One of the immediate effects of reading some of the Torture Report last night was a feeling of deep anger. My memories of 2003 and protesting against the planned invasion of Iraq came flooding back – and my anger towards Tony Blair in particular and the Labour Party in general came flooding back. I tweeted about it a bit last night and this morning – and though most people seemed to agree with me, a number seemed to think I was being unfair. After Polly Toynbee’s suggestion yesterday that we should ‘ignore the flaws’ of the Labour Party, having this particularly huge flaw shoved in my face seemed a touch ironic. So am I unfair to be angry with Labour? The people suggesting so seem to have a three main complaints:
This wasn’t Tony Blair – or even the UK. This is about the CIA.
It’s certainly true that the Torture Report is about the CIA’s activities – but the UK is not unconnected. Firstly, the UK was involved in the CIA’s activities, helping with rendition at the very least, and turning a blind eye to other things. Secondly, anyone who imagines that the UK is totally innocent of similar actions seems to me to be deeply naïve – the fact that we don’t know for sure may well have as much to do with our secretive and seemingly ineffective forms of oversight. A report like the Torture Report is almost unheard of in the UK. We have the odd whitewash from time to time, but nothing more. What’s more, Blair made the UK complicit in the whole ‘war on terror’ – and the torture was part of that.
Tony Blair didn’t know what was happening
For that to be true, he would have to be a complete fool – and that’s one thing I would never accuse him of. What’s more, over a million of us warned him.

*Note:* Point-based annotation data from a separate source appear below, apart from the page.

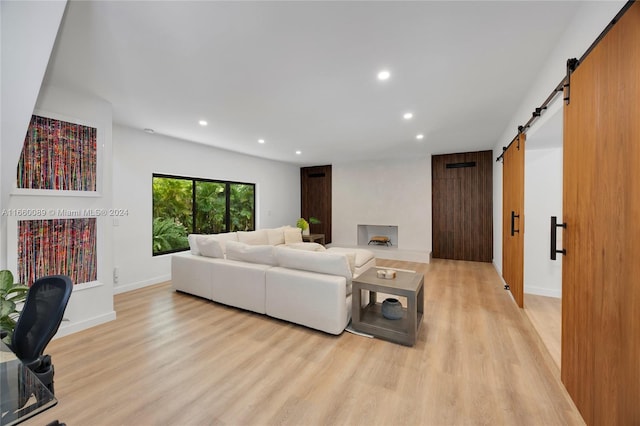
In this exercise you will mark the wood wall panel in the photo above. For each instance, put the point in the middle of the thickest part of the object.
(463, 207)
(601, 271)
(315, 198)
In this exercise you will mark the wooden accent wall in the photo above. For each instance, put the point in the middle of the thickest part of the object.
(315, 198)
(601, 270)
(513, 204)
(462, 200)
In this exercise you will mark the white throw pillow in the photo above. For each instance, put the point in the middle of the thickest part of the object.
(193, 244)
(351, 258)
(292, 235)
(262, 254)
(254, 238)
(307, 246)
(210, 246)
(313, 261)
(275, 236)
(221, 238)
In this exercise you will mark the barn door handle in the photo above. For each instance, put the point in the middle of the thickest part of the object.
(513, 223)
(554, 237)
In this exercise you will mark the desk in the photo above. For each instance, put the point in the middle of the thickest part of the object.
(22, 395)
(313, 238)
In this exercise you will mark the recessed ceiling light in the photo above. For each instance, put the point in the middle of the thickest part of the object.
(384, 75)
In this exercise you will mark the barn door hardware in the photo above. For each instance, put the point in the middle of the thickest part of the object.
(572, 64)
(554, 237)
(513, 223)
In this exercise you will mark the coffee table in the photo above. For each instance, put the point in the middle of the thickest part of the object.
(368, 319)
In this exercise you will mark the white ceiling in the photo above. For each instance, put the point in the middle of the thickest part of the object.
(302, 75)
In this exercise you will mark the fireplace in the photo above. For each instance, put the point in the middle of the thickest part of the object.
(367, 232)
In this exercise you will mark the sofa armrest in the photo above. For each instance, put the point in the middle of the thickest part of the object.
(311, 299)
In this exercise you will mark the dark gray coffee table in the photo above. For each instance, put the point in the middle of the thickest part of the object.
(369, 319)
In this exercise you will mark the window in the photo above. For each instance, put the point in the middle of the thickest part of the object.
(183, 205)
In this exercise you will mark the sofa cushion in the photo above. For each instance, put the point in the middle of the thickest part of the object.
(254, 238)
(292, 235)
(210, 246)
(321, 262)
(262, 254)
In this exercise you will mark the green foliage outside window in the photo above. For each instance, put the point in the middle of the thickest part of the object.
(186, 205)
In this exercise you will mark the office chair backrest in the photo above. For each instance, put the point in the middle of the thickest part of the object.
(41, 316)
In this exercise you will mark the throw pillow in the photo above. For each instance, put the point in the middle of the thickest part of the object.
(307, 246)
(292, 235)
(254, 238)
(275, 236)
(351, 258)
(210, 246)
(262, 254)
(193, 244)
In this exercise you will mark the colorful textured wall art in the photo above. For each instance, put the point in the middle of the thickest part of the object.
(57, 246)
(58, 155)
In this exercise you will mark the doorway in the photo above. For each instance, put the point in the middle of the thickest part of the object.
(543, 199)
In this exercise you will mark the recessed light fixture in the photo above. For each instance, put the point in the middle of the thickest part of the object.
(384, 75)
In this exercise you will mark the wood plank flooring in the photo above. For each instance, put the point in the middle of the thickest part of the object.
(545, 314)
(174, 359)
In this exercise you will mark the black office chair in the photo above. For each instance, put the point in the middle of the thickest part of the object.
(38, 322)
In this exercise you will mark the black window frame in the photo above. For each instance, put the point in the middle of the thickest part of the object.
(194, 180)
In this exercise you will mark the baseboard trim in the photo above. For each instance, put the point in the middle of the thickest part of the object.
(140, 284)
(542, 291)
(65, 330)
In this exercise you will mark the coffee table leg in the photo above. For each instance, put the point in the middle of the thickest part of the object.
(356, 309)
(412, 318)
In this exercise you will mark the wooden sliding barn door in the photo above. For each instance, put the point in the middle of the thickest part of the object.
(601, 269)
(513, 218)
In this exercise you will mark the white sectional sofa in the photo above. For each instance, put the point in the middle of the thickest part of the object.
(273, 272)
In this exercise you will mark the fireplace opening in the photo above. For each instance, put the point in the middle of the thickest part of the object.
(378, 235)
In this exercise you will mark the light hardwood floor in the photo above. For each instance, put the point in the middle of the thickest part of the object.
(545, 314)
(174, 359)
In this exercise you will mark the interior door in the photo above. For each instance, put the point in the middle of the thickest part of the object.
(462, 206)
(601, 209)
(513, 218)
(315, 198)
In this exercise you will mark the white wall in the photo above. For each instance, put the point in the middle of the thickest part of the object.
(89, 304)
(394, 192)
(591, 19)
(543, 199)
(28, 32)
(137, 155)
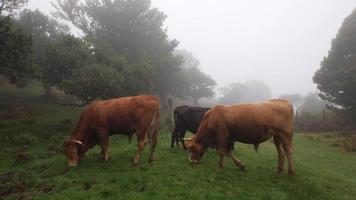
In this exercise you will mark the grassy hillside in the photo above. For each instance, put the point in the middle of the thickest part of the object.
(33, 167)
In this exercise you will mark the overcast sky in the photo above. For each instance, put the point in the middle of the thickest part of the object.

I was on that march – and we weren’t just saying ‘don’t invade Iraq’, we were saying ‘don’t go into bed with the most reactionary and objectionable US president in living memory.’ We may not have known the details – details confirmed by the Torture Report – but we knew who and what Bush was, and what joining him implied. Blair must also have known – and if he didn’t make the obvious inference about things like torture, then as I wrote before, he would have to be a fool. And he isn’t a fool.
Tony Blair isn’t the Labour Party
No he isn’t – but he led the Labour Party, and a very significant number of the current crop of MPs voted for Blair and Bush’s war, effectively voting for this torture. Some of the ‘big figures’ who actively supported the war are still very much part of the party – names like David Blunkett and Jack Straw spring to mind, but there are others. More importantly, the current Labour Party seem to be very much carrying on Blair’s agenda. Yvette Cooper seems to be almost as much an authoritarian as the rest of them!
So yes, I do blame Labour. And yes, I think that’s fair – and until Labour makes a proper break from the past, and shows that it understands what went wrong, or even that it was wrong, I will continue to blame Labour.